Miquel Desclot: «La ilusión de detener la transformación contínua»

En su imperturbable viaje hacia el infinito, el universo se expande como un animal en crecimiento. Los miembros se dilatan, se estiran, se resquebrajan, se descostran, se desmenuzan. La materia oscura enturbia la materia clara, empujadas ambas por una energía oscura, en el arremolinamiento centrífugo de un avance inexorable. Los cuerpos celestes y las partículas entrechocan, se bombardean, se persiguen, se propulsan, siempre hacia adelante, sin descanso ni freno. El universo es un gran animal que se alimenta de sí mismo: se come, se ensaliva, se mastica, se engulle, se digiere y se defeca a sí mismo, para volver a embocarse una vez más, y otra, y aun otra… siempre transformándose en medio de un silencio estrepitoso.

Perdidos como las minúsculas partículas que somos en este gigantesco movimiento continuo y aparentemente caótico, los humanos hemos experimentado siempre una ansiedad de fondo que no nos ha permitido vivir tranquilos. La consciencia de la partícula lanzada en la corriente de la expansión infinita sólo puede engendrar inquietud y turbación: vértigo y terror. «¿Porque nos ha correspondido una consciencia que no parece que tengan las demás partículas? ¿Es una maldición o una bendición?» nos continuamos preguntando al cabo de los siglos y de los milenios.

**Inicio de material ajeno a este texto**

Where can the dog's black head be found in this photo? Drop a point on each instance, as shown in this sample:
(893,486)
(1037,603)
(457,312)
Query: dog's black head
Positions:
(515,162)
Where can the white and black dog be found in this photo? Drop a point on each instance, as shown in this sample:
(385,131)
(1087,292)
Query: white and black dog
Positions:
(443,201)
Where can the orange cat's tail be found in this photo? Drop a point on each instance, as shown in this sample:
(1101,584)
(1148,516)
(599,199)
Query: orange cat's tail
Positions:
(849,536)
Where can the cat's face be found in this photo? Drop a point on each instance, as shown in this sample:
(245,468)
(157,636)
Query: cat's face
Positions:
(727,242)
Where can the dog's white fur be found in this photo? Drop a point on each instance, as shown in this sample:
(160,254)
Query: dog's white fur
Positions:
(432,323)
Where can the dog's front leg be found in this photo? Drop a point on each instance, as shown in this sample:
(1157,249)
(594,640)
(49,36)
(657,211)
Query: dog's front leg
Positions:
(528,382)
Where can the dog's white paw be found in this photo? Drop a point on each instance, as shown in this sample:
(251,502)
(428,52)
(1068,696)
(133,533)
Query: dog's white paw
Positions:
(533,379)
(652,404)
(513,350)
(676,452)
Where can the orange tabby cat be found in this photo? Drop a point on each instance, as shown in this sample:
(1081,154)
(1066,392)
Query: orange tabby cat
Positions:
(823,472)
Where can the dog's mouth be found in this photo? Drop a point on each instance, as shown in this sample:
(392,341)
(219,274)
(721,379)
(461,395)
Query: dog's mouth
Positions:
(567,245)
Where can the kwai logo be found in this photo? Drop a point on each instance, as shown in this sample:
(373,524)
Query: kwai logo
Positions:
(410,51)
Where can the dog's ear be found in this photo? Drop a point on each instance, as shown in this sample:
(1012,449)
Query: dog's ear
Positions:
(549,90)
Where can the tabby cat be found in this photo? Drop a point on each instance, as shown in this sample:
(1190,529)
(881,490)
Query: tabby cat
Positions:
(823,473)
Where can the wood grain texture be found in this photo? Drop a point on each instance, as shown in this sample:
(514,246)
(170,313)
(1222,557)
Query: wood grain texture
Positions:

Pero, llevados por la propia fuerza del movimiento perpetuo universal, hemos empujado nuestra consciencia de partículas indefensas en diversas direcciones. El miedo, el pavor, el terror de la partícula humana ha incitado la creencia en unos dioses, o en un dios, responsables del caos en que se escucha voltear a la ínfima brizna: unos dioses capaces de poner orden, de ofrecer piedad, de dar esperanza. Pero Zeus ignora a Iahvé, y éste no reconoce a Alá, y entre ellos se combaten sin reposo. Un engaño, o un mosaico de engaños, a la medida de la partícula consciente que va dando tumbos sobre sí misma.

La fe en la propia facultad de discurrir ha estimulado la necesidad de explicarse el porqué, la posible organización del caos provocador del horror, y las teorías nos han dado una ilusión de orden y de estabilidad en el conocimiento.  Pero Copérnico desmonta a Tolomeo, y Einstein borra a Newton, y cada modelo hace un error del anterior. Otro engaño, o cadena de engaños, a la medida del insignificante grumo humano.

A su vez, la imaginación ha estimulado el deseo de corregir el caos, de reconstruirlo con unas formas que aquél no ha tenido nunca: con los detritus de la transformación constante del movimiento universal, construir unos mundos en los que el equilibrio nos permita creer en paraísos estables que nos consuelen del cataclismo que nos arrastra. Homero, con la palabra, con el canto, construía un mundo rico y complejo, pero aprehensible, comprensible, y por lo tanto placentero y confortante. Lo mismo hacía Miguel Ángel redimiendo el mármol de la impenetrabilidad original con la escarpa y el cincel. O Piranesi hendiendo las planchas de metal con el buril para edificar terrores domesticados. O Tolstoi recomponiendo las formas de vida en una ilusión de sentido. O Cézanne ordenando con el pincel los colores y las formas sobre una tela para sugerir oasis inexistentes. O, asimismo, Hitchcock seleccionando imágenes para componer una vida virtual satisfactoria.

Todos ellos sabían poco o mucho que perseguían una quimera ilusoria, y que sus paraísos eran un engaño más a la medida de la desvalida minucia consciente. Pero todos sabemos, también, que, cuando menos, los suyos son engaños que no prescriben, que no se anulan entre ellos, y que mientras la partícula humana ruede conscientemente por el caos del universo serán refugio fugaz para poder reposar de la turbiedad mareadora. Refugios efímeros para creernos con un poco de sensatez, hasta que la destructiva vorágine transformadora engulla definitivamente las partículas conscientes y todas sus construcciones quiméricas.